FECTAB held a press conference on November 17 to discuss what they said was an exclusive 75 year contract to Dark Night to conduct tours at a cave behind Jaguar Paw on the George Price Highway. FECTAB was irate that a foreign company would be allowed exclusivity of a Mayan archaeological site.
However, after meeting with NICH and seeing the contract for themselves, FECTAB says that the contract is for a period of three years, and they are satisfied that the company does not have exclusivity.
Tom Greenwood – President of FECTAB
“It came out at us from nowhere, and there was some misinformation about it. This will happen, when it is obvious that an archiological site is suddenly available to one person or one company, and not anybody else, we fear the worst.
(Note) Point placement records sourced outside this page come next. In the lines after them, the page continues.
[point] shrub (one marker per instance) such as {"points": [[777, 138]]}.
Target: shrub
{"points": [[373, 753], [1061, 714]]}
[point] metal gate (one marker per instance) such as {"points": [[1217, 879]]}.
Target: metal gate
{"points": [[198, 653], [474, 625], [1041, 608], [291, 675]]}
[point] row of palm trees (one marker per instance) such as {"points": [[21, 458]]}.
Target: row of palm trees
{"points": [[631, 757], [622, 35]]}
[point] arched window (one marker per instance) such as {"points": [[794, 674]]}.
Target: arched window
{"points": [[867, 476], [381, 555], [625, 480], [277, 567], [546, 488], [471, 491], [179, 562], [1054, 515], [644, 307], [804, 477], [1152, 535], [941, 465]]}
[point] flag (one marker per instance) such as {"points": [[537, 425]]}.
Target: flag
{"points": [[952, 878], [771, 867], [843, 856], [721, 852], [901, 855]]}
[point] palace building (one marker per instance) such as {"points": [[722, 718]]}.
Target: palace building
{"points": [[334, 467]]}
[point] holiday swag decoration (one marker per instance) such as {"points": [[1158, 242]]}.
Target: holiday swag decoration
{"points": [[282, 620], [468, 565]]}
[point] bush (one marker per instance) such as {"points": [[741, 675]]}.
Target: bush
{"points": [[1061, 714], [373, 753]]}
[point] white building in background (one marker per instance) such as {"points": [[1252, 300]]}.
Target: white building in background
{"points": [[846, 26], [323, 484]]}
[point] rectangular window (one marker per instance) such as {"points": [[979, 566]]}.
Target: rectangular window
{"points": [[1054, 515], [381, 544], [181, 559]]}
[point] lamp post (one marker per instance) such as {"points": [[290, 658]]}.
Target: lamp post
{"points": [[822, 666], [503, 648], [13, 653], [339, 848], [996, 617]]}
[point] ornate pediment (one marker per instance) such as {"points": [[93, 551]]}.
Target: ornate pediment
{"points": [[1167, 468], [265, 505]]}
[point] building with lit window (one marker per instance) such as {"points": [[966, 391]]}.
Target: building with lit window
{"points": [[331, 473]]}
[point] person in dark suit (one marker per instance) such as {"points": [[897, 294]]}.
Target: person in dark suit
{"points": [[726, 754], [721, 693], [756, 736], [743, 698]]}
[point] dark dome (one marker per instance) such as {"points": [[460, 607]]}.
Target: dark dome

Now we know that the Dark Night contract is a three year contract. NICH has invited anyone to come there and read up on the contract, and you’ll see two things that are stark about the contract. We’re happy that these are true, that there is nowhere in that contract that gives permission to build a zipline through the caves, and the Dark Night people have no exclusivity to that cave.
It’s a matter of absolutely getting to the cave, and the entire area is owned by various people. A lot of it is owned by the people who run Dark Night, and so that is a little hurdle, but there are other areas.”
While Dark Night does not have exclusivity, the archaeolgical site is surrounded by private lands and according to Tom Greenwood, the only ones with access to those lands is Dark Night, and so it has now become an issue of access.
“There’s a road that actually leads to Dark Night, but unfortunately for about a quarter of a mile it goes through one of the properties of the owners of dark Night, and that, as you know, ended up being a little debacle, but I think that’s been sorted out.
Government has the right, and we would like government to excersise that right, to go in and bust that road through, and make that right available. NICH has told us, we can get to the caves, ‘Please, by all means go there.’ Once we get there and do the tubing through there, it’ll prove once and for all that this is not an exclusive cave given to anybody.
Ultimately, the Government retains the absolute legal right to cut a road through. We saw that happen at ATM. We saw that happen at Barton Creek. We saw that happen in many ways on the Hummingbird Highway.”
And what about the proposed zipline that is supposed to go through the archaeological site? Here is what Tom Greenwood had to say.
“We are very hard and fast on that zipline beingtaken down from inside the cave. As a matter of fact, I am totally puzzled.
One only has to think of the dangers involved in interfering with a cave system, but, on top of that, the laws are very clear. This is a Mayan Archiological Site. You cannot touch anything, remove anything, adjust anything, do anything to anything, unless you have the clearance of the National Institute of Culture and History / Institute of Archiology.
So when people come to this country and do what they want and get away with it, one can only think that either the system has broken down or someone within the system has allowed it to happen.”